Ramón blinked, tried to sit up, and failed. There was a hand on his shoulder, gently pushing him down.
“It’s okay, muchacho,” the black man said. “It’s okay. We’ve got you. Esteban’s the best doctor on the river. We’ll get you taken care of. Just don’t try to move.”
The raft thudded again, shifting on the breast of the water. Something else happened, time skipping like he’d dropped acid, and he was on a stretcher with his robe lying over him like a blanket, rising up the side of the boat. The painted Virgin at his right winked as he went past.
The deck stank of fish guts and hot copper. Ramón craned his head, trying to make out something, anything, that could tell him for certain that this was real and not another artifact of a dying brain. He wet his lips with a sluggish tongue. A woman—fiftyish, gray-haired, with an expression that said nothing could surprise her—sat on the deck beside him. She took him by the wrist and he tried to grasp her. She turned his wooden fingers aside, holding him firmly still as she took his pulse. Overhead, the Enye ships blinked in and out of existence.

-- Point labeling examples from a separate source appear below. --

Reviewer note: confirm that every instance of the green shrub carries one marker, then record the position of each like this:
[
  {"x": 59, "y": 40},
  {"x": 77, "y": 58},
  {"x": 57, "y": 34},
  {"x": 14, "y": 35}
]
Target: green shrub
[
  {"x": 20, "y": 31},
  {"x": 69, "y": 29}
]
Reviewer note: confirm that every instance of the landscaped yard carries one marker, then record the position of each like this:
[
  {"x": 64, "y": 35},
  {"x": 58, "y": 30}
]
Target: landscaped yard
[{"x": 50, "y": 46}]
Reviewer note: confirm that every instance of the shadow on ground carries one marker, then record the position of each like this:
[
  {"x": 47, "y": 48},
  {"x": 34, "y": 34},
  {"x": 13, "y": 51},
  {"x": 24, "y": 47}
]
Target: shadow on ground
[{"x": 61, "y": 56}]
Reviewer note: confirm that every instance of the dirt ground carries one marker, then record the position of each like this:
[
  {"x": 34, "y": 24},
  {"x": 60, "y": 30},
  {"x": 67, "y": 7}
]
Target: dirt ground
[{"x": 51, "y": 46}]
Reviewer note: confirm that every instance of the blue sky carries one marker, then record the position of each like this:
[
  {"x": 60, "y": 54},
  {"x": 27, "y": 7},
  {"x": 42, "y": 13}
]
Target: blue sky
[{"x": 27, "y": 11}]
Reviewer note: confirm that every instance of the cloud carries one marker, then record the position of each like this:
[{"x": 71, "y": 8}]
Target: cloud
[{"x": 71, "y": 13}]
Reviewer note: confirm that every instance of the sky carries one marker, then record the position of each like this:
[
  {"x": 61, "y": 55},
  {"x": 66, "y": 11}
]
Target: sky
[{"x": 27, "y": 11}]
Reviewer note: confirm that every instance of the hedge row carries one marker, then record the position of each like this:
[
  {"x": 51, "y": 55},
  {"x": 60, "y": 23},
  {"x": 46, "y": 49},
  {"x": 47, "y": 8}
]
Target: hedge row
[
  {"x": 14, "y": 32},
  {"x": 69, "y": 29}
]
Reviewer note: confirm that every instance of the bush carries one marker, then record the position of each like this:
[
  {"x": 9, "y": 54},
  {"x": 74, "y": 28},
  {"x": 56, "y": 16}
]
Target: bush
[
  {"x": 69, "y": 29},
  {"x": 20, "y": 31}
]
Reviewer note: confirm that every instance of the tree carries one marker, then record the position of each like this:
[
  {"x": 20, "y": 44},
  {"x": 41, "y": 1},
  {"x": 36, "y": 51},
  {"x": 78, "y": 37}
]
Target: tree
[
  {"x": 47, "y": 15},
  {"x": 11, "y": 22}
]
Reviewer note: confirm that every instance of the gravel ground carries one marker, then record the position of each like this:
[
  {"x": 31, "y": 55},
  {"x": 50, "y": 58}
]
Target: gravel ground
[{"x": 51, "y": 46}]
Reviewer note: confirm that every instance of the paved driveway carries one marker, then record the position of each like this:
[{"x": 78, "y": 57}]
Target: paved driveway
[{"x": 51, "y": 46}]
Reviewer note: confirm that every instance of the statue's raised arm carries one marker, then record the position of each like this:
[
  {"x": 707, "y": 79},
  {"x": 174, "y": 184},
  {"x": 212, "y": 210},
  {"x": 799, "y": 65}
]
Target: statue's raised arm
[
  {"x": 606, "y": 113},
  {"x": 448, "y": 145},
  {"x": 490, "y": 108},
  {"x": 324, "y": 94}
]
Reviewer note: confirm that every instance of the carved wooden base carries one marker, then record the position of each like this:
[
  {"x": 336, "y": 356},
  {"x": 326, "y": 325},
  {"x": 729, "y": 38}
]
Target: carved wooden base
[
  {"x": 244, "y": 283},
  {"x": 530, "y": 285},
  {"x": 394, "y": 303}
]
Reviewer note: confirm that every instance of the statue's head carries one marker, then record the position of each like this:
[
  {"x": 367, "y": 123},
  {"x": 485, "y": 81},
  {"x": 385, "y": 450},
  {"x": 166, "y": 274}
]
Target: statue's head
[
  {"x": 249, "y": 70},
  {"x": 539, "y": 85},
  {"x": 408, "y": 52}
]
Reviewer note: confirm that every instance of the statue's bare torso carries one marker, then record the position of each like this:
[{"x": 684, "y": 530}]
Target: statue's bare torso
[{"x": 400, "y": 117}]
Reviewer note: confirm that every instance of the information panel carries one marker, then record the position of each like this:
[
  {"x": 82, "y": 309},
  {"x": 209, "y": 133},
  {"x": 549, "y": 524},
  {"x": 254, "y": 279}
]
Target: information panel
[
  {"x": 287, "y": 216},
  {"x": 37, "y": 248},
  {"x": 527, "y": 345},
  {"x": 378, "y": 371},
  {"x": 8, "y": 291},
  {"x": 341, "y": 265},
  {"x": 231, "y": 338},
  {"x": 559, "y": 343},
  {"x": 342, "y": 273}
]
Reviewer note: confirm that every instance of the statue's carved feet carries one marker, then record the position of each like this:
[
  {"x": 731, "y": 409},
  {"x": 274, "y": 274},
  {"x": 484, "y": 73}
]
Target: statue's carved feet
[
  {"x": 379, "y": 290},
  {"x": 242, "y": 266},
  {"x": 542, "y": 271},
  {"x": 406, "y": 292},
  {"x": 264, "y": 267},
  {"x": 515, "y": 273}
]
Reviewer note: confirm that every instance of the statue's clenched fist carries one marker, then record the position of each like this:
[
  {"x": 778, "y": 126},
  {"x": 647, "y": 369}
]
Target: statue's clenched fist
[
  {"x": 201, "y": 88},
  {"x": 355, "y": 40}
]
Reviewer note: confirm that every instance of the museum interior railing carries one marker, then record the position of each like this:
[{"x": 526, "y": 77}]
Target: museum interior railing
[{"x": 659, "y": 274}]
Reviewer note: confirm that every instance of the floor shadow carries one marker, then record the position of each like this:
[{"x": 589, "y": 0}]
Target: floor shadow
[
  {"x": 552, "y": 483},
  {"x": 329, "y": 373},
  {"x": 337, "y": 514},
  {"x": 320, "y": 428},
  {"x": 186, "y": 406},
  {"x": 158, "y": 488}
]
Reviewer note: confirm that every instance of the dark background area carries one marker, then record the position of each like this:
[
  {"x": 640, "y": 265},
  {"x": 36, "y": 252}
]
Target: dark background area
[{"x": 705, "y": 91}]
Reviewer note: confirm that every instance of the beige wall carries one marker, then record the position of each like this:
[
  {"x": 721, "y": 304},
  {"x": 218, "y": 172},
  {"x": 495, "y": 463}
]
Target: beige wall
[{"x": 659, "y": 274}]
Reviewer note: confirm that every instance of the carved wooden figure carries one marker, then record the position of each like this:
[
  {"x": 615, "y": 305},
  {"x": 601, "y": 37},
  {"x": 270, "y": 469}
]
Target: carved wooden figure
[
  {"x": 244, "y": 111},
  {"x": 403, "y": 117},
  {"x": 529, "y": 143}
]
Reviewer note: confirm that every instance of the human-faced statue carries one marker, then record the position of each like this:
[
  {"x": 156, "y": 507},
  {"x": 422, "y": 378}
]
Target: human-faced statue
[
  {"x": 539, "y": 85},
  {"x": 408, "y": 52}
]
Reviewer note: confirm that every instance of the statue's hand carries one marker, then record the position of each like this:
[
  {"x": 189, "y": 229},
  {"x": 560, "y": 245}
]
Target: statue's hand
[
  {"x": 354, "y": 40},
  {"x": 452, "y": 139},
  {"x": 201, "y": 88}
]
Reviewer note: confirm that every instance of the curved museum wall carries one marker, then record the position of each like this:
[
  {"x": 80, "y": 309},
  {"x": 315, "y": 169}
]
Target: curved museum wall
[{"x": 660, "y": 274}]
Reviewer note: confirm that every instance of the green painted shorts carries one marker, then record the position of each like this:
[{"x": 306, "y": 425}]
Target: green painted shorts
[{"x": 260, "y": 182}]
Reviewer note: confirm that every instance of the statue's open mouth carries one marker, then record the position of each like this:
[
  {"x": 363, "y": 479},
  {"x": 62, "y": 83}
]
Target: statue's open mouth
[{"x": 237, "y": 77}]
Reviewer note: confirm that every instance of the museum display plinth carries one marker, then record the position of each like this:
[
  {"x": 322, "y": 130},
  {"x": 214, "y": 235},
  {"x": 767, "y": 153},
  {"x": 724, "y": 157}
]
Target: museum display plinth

The woman made a disapproving sound and leaned forward.
It occurred to him for the first time that he’d reached Fiddler’s Jump. His first reaction was relief so profound it approached religious awe. His second was an unfocused, suspicious anger that they might steal his raft.
“Hey!” the woman said again. He didn’t know how often she’d said it, only that this wasn’t the first. “Do you know where you are?”
He opened his mouth, frowning. He had known. Just a moment ago. But it was gone.
“Do you know who you are?”
That, at least, was worth a chuckle. She seemed pleased by his reaction.
“I am Ramón Espejo,” he said. “And, hand to God, that’s all I can tell you.”
Part Four
Chapter 25
Ramón Espejo awoke floating in a sea of darkness.
The tiny lights—green and orange, red and gold—that blinked or flick
ered around him illuminated nothing. Ramón tried to sit up, but his body rebelled. Slowly, he became aware of the machines around him, the pain in his flesh. For a muzzy, half-sleeping moment, he was certain that he was back in the strange caverns beneath the mountain, back in the vat where he’d been born, swimming again in that measureless midnight ocean. He must have cried out, because he heard the soft, fast sound of human footsteps, and a cheap white LED light blinked on. He tried to lift his arm against the sudden brightness, but he found himself tangled in the thin tubes that were penetrating his flesh like a half-dozen sahaels. And then there were hands on his wrists—human hands—guiding him back down to the bed.
“It’s okay, Señor Espejo. It’s all right.”
The man had to be near fifty, short gray hair in tight curls and a smile that looked like the aftermath of sorrow. He wore a nurse’s smock. Ramón squinted, trying to see him better. Trying to see the room better.
“You know where you are, sir?”
“Fiddler’s Jump,” Ramón said, surprised by the gravel in his voice.
“Good guess,” the nurse said. “They brought you down from there about a week ago. You want another try? You know what this building is?”
“Hospital,” Ramón said.
The nurse turned to look at him more directly. It was as if he’d said something interesting.
“You know why you’re here?”
“I got fucked up,” Ramón said. “I was on a raft. I was prospecting up north. Things went bad on me.”
“That’s pretty good. Up to now you’ve been saying that you were swimming under water, hiding from baby killers. You keep this up, I’m telling the doctors that you’re oriented.”
“Diegotown. I’m in Diegotown?”
“Have been for days,” the nurse said. Ramón shook his head, vaguely surprised to find an oxygen tube stuck under his nose and hissing softly. He reached up and started to pull it off.